Invece i vapori napoletani non si videro proprio. Il Regno delle Due Sicilie disponeva di una flotta poderosa. Contro i «filibustieri in camicia rossa» vennero mobilitate 12 cannoniere che dovevano perlustrare poche miglia di mar Tirreno. Altre quattro furono dislocate fra Trapani e Marsala. I comandanti portarono i loro legni a navigare chissà dove, in modo da non incontrare i Mille, nemmeno per caso. L’eroe dei due mondi si occupò di comporre una poesia. «Lo straniero mia terra calpesta\ il mio gregge macella, il mio onor\ vuol strapparmi, ma un ferro mi resta\ un acciar per ferirlo nel cuor». Per l’accompagnamento musicale immaginò i ritmi del coro della Norma di Vincenzo Bellini che gli sembravano sufficientemente grandiosi.
Il generalissimo si mostrò tranquillo, disteso, fiducioso. Addirittura ilare.La maggior parte dei suoi uomini incontrò qualche difficoltà in più. Alla deriva da sei giorni, i Mille erano stravolti dal mal di mare e disidratati dal vomito che non potevano trattenere. Sul «Lombardo» la ciurma cominciò a rumoreggiare ma il patriota Nino Bixio stroncò i malumori. «Ho fatto il giro del mondo, sono stato naufrago e prigioniero ma qui comando io». Conclusione: «Vengo prima del Padreterno». Finalmente avvistarono una barca con otto pescatori che si buttarono in ginocchio, chiedendo misericordia. Dovettero faticare per spiegare che erano lì per «liberare» il Regno delle Due Sicilie. Il padrone della barca, Antonio Strazzieri (o Strazzeri) (o Strazzera), a giudizio degli agiografi della spedizione, appariva corto e largo, con una pancia ridondante che lo faceva sembrare simile a un tonno.
Ci vollero un paio di sorsi di vino per cavargli qualche parola di bocca. Navi? «Pigghiaro ‘u largo». E truppe? «Iera partieru… ‘un sacciu unni…». L’uomo-tonno, di questa conversazione, si vantò in seguito: «Io la fici l’Italia» e qualcuno gli dette credito perché lo autorizzarono a riscuotere una piccola pensione.

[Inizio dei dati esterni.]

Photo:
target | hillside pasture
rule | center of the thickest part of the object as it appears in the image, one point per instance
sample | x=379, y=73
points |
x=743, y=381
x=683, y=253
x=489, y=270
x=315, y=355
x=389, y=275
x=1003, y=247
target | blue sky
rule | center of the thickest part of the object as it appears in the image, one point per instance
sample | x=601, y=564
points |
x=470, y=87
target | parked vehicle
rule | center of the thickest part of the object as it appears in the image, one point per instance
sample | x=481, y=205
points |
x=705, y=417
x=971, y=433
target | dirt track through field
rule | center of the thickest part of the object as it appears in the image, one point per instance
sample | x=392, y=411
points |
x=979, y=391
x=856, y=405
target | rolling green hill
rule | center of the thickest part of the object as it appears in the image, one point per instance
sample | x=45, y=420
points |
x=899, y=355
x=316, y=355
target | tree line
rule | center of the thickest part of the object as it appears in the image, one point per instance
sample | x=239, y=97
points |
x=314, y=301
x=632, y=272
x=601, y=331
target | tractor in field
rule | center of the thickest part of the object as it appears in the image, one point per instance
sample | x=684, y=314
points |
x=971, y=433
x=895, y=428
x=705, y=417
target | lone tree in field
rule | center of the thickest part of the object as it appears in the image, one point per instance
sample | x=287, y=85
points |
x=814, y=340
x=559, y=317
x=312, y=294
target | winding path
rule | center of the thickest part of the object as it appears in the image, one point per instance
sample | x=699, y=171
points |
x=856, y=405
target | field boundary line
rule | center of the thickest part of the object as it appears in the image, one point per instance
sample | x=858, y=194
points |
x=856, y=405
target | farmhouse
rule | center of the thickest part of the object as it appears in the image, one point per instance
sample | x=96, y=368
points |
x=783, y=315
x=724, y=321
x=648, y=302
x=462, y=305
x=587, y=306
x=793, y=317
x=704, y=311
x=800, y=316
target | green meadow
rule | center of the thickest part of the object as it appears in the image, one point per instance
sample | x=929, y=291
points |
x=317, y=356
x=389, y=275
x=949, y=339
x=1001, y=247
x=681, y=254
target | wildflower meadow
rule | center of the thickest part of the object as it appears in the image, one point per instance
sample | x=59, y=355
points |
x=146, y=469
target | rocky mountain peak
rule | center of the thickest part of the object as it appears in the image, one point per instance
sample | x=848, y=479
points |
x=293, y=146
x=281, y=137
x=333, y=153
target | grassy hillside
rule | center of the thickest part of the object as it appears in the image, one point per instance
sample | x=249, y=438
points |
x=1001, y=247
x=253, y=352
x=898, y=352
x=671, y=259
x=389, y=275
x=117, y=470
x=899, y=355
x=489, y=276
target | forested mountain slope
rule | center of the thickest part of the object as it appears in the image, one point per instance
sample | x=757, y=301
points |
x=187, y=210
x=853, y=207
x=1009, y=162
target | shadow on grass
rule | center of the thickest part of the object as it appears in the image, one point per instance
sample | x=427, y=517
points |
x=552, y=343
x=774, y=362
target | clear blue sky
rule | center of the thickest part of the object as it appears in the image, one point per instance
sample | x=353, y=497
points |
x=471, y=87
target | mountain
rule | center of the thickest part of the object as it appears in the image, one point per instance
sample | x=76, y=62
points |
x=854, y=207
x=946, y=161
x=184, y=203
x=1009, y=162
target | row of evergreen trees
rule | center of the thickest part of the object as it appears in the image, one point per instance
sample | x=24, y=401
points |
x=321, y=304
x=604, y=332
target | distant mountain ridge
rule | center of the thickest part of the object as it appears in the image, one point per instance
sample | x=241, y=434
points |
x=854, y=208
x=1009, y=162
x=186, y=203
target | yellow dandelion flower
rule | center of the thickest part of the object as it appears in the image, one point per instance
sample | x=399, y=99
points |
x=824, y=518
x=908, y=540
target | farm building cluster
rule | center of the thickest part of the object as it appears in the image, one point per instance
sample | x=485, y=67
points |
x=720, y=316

Il campo era libero (come previsto). Tanto valeva attraccare. Ma anche qui qualche problema. I nocchieri in camicia rossa erano giusto in grado di tenere il timone nelle mani. A Marsala, al momento dello sbarco, uno dei due vapori riuscì a centrare l’entrata del porto mentre l’altro si infilò in un cumulo di sabbia, incagliandosi. Qualche settimana più tardi, l’Illustrated London News pubblicò la lettera di un ufficiale inglese, testimone dell’episodio. «Sbarcavano e si avviavano a piccoli gruppi verso la città, senza fretta, come se si fosse trattato di un convegno. Ci vollero le barche dei pescatori di Marsala a fare la spola fra la nave e la terraferma per gli uomini intrappolati sul Lombardo nei bassi fondali. Entravano nelle barche con calma come se fossero l’equipaggio di un canotto alle regate di Spithead. Una volta sulla spiaggia, marciarono per quattro». Come in parata. Come a teatro.